As I continue to celebrate my 12th year of being an entrepreneur, here are the Top 12 Lessons I’ve Learned.
1. You Can Learn Anything
None of us come to the table knowing everything we think we need to know to be successful, and the not knowing some things can spook us from even trying. But we humans can learn most everything, or we can bring in the right people to collaborate. And sometimes, ignorance can actually be an asset if you let it. You won’t be mired in the way things are always done or understand how much work you’re really going to have to do.
2. Focus On What You Can Control
In business, like the rest of life, there’s so much we have no control over including what people will or won’t do. The trick is to focus solely on those things we can control (which includes preparing for alternate scenarios if they are likely and not the result of worst-case-scenario-wormholes you’re spiraling through). We do have complete control over what we do: how we spend our time, how we react, how we recharge ourselves, just to name a few. So spend your time and energy focused on what you’re going to do to serve the people you’re trying to serve.
3. Don’t Be Attached to the Outcome of Any One Conversation
No matter what kind of work you do, you’re going to have lots of conversations in which you’ll want a particular outcome. And often that desired outcome won’t happen. But when you approach each convo with a mindset filled with “What can I learn?” and “Do I have something of value for them?”, it changes your posture and will make your conversation more authentic.
4. You Can’t Say the Wrong Thing to the Right Person
Don’t underestimate the power of unbridled enthusiasm and good timing. The woman who leads the biggest revenue of my entire organization joined me in business first, when I was pathetically bad at this. But it turns out that Nicole Cormany’s employer was having cash-flow issues and she was looking for a flexible, part-time gig that she could work around her two daughters. She wasn’t finding it, and then I called with a monologue that makes me laugh/shudder now. That conversation changed the trajectory of my life and hers.
5. Less Is More
Whether it’s a pitch, marketing materials, an incentive program or a conversation, go for less wordy, less complicated, less elaborate. It’s easy to confuse and overwhelm people. And if you’ve got to use so many bells and whistles and words, then you probably should keep iterating the idea.
6. Listening Is More Important Than Speaking
Really listening to the person you’re talking with is essential to effective communication.

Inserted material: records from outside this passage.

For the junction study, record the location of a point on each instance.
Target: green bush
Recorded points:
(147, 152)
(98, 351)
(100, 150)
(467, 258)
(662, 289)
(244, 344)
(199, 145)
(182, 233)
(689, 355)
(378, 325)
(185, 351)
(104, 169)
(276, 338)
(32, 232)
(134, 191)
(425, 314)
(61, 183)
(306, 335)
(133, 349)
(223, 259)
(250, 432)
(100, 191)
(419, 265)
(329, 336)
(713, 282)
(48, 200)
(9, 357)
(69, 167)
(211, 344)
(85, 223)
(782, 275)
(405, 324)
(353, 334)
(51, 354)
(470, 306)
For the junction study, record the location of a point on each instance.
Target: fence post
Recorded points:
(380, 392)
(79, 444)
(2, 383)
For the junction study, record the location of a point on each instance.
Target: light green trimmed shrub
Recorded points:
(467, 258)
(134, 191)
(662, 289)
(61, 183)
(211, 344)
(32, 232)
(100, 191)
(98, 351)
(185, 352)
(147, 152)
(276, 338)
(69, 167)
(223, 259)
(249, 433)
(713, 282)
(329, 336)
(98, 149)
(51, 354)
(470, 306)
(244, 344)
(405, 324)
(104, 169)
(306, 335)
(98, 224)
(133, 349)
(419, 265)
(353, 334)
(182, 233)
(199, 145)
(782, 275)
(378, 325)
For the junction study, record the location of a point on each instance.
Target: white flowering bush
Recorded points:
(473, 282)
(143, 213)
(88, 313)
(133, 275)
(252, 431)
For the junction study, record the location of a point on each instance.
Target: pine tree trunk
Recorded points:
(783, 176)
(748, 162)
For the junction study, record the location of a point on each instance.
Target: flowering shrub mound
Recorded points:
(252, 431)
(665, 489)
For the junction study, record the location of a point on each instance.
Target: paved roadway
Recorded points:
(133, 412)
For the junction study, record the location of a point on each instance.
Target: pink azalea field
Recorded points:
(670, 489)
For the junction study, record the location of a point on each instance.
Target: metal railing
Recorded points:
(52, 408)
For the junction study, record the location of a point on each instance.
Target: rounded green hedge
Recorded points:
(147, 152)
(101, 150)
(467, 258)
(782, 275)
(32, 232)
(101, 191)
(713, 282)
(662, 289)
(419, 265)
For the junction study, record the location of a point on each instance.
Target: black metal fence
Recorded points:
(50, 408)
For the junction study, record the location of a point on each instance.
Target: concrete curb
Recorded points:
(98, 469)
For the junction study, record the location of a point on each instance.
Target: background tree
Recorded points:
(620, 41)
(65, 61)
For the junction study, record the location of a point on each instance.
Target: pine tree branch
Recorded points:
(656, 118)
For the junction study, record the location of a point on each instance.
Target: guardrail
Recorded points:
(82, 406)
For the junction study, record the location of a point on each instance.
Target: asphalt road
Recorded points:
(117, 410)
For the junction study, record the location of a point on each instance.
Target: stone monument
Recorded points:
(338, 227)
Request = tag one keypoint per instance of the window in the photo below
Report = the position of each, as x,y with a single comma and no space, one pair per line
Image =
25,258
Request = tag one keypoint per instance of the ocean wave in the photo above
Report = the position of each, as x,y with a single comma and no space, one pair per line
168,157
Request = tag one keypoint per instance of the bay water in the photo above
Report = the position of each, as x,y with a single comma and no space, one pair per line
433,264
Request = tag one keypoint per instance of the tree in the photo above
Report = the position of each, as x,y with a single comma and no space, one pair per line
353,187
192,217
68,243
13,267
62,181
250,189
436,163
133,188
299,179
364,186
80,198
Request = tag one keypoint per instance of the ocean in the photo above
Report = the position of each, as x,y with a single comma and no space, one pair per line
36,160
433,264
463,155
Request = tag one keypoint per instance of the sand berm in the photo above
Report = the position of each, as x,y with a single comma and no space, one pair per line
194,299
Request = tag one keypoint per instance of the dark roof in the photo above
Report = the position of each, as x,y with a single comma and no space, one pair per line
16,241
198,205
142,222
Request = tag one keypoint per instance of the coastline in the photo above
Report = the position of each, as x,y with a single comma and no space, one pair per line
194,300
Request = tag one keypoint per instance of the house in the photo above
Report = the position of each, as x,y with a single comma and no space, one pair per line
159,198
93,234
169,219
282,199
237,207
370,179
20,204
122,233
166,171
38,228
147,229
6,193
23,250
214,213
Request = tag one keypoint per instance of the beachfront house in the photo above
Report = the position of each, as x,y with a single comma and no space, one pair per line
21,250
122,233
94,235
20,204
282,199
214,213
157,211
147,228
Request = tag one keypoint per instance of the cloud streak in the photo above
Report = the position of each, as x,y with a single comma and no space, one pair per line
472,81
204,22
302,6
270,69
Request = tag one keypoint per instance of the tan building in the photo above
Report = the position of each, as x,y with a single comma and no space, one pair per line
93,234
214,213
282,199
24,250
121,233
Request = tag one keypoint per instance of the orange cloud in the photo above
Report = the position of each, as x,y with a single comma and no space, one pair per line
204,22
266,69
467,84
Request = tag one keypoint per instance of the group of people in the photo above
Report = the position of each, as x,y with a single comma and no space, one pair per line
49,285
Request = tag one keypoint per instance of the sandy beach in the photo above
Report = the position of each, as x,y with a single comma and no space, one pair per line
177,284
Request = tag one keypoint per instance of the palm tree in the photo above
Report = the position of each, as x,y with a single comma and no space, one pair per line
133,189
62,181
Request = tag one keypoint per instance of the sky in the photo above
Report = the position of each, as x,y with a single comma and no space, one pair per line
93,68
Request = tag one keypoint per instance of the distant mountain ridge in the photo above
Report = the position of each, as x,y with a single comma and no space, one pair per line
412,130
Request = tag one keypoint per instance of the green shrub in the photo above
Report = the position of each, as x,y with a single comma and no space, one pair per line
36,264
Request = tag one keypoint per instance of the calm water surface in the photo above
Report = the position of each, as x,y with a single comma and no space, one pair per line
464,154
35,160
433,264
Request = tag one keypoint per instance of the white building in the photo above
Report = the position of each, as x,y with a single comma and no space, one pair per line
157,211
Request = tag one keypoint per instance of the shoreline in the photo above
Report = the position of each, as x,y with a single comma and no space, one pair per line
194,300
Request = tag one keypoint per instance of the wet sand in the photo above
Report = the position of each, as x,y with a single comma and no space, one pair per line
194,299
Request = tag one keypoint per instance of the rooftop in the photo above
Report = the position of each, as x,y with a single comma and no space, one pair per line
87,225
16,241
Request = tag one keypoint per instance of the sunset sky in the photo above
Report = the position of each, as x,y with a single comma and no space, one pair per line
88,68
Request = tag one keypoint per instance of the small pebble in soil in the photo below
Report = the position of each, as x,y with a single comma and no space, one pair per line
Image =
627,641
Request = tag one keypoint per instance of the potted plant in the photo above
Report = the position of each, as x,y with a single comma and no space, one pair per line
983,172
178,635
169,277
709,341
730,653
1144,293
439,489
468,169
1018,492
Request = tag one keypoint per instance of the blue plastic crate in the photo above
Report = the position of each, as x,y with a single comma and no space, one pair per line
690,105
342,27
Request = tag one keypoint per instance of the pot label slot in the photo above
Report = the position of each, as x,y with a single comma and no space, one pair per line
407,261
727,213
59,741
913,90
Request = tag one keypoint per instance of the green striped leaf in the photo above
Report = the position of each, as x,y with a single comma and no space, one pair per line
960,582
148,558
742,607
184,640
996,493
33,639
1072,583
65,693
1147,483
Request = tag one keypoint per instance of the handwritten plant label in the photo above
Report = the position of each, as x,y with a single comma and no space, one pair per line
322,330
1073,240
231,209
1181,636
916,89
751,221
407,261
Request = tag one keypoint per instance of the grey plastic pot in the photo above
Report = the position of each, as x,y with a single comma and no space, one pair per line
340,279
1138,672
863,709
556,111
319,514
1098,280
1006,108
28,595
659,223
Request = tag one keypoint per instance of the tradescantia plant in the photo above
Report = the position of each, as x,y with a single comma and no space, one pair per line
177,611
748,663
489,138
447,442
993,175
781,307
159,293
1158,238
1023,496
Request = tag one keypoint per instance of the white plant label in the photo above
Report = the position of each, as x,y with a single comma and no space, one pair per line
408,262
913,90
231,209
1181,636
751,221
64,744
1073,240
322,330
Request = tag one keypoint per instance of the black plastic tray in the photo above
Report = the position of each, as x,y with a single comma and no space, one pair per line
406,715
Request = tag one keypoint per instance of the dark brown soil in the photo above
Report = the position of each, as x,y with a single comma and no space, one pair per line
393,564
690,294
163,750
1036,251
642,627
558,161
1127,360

If you’re not actively listening and instead focusing on what you’re going to say and getting your point across, you’re going to miss valuable clues about what’s most important to the other person. It makes it harder to connect what you’re offering to meet their needs and alleviate their pain points. Don't monopolize the dialog and don't let thoughts of you monopolize your thoughts. Most humans can tell if you really don’t give a damn about what they’re saying. And if you don't, you don't deserve for the convo to go the way you want.
7. Always Tell the Truth
Our integrity is everything, and people can smell bullshit a mile away. If you have to embellish, then something’s wrong. As a young girl I learned from my entrepreneurial dad that long-term meaningful relationships are built on mutual trust. That’s why I’ve always told the truth to my customers and the members of my team. That’s how we’ve survived downturns, mistakes and other not-so-lovely times—because I proved time and again that they can trust me.
8. Learn How To Take the No
If you allow the No’s you get to disappoint you or if you take them personally, it’s going to slow you down or derail you completely. Whether I was a PR pro trying to place media coverage for my clients or a direct sales biz owner looking for customers and team members, I’ve actually worked to the No’s. I knew that for every 10 No’s I got, I’d find an editor that liked my pitch or a customer who wanted my eye cream. If you’re reading this, challenge yourself to go get 100 No’s, whatever that means in your work.
9. Learn How To Say No
If you want to build a big business, something’s gonna have to give. A wise and oh so fabulous woman once wrote, you can have it all, but there’s no way you can do it all. The more we decline, delegate and delete, the more time and energy we have for those things that only we can do. And that makes all the difference.
10. “No” Really Means “Not Right Now”
If you keep following up with people, a significant number of them will eventually say Yes. You’re not being pushy if you continue to reach out with relevancy. A progress update, a new product or service launch, an event in their city, media coverage or an article that applies to them, to connect them with someone who might be helpful to them personally or professionally, to congratulate them and anytime you see, hear, or watch something that makes you think of them and why. Failure comes not from getting No, but from failing to keep following up with the No.
11. Know What Your Time Is Worth
Once I realized the monetary value of every hour of my time, I got the mathematical proof I needed to make it a no-brainer to stop doing some things and delegate others. The equation I came up with has proven so powerful for me and thousands of others, it made it into both of my books, along with how to make business and life decisions based on that number. Calculate your number and live by it. It won’t just change your business; it will change your life.
12. FEAR Is the Reason You’re Limiting Your Success
The #1 reason people settle for mediocre instead of going after what they really want—in business and in all of life—is because they’re scared shitless. I wish I had the magic elixir that could help all of us silence our fears talking to us through the negative voices in our heads. But I can’t. For us humans, there’s no getting rid of fear. Our job is to act in spite of it. I write about a process I’ve used for years to recognize and separate the emotion from facts to muster courage. Because the facts are never as bad and scary as the BS story we’re making up in our heads. Adopt my process or find your own because you’re too capable and your dreams are too valuable to let fear win.
And because it's a family tradition to always have another candle on the cake to grow on, here's a bonus lesson:
13. Success Is Better When Shared
This is the sweetest lesson my direct sales business has taught me. My personal achievements have given me a great sense of accomplishment. But it’s been the achievements of my team that have given me the most joy. I’ve had a front-row seat to the personal growth and triumphs of thousands of others, and treasure that I’ve been able to play a small part of it—whether through mentoring or collaboration. As Zig Ziglar said, you can have everything in life you want, if you will just help other people get what they want. Twelve years in, I know helping others get what they want has been the professional privilege of my life.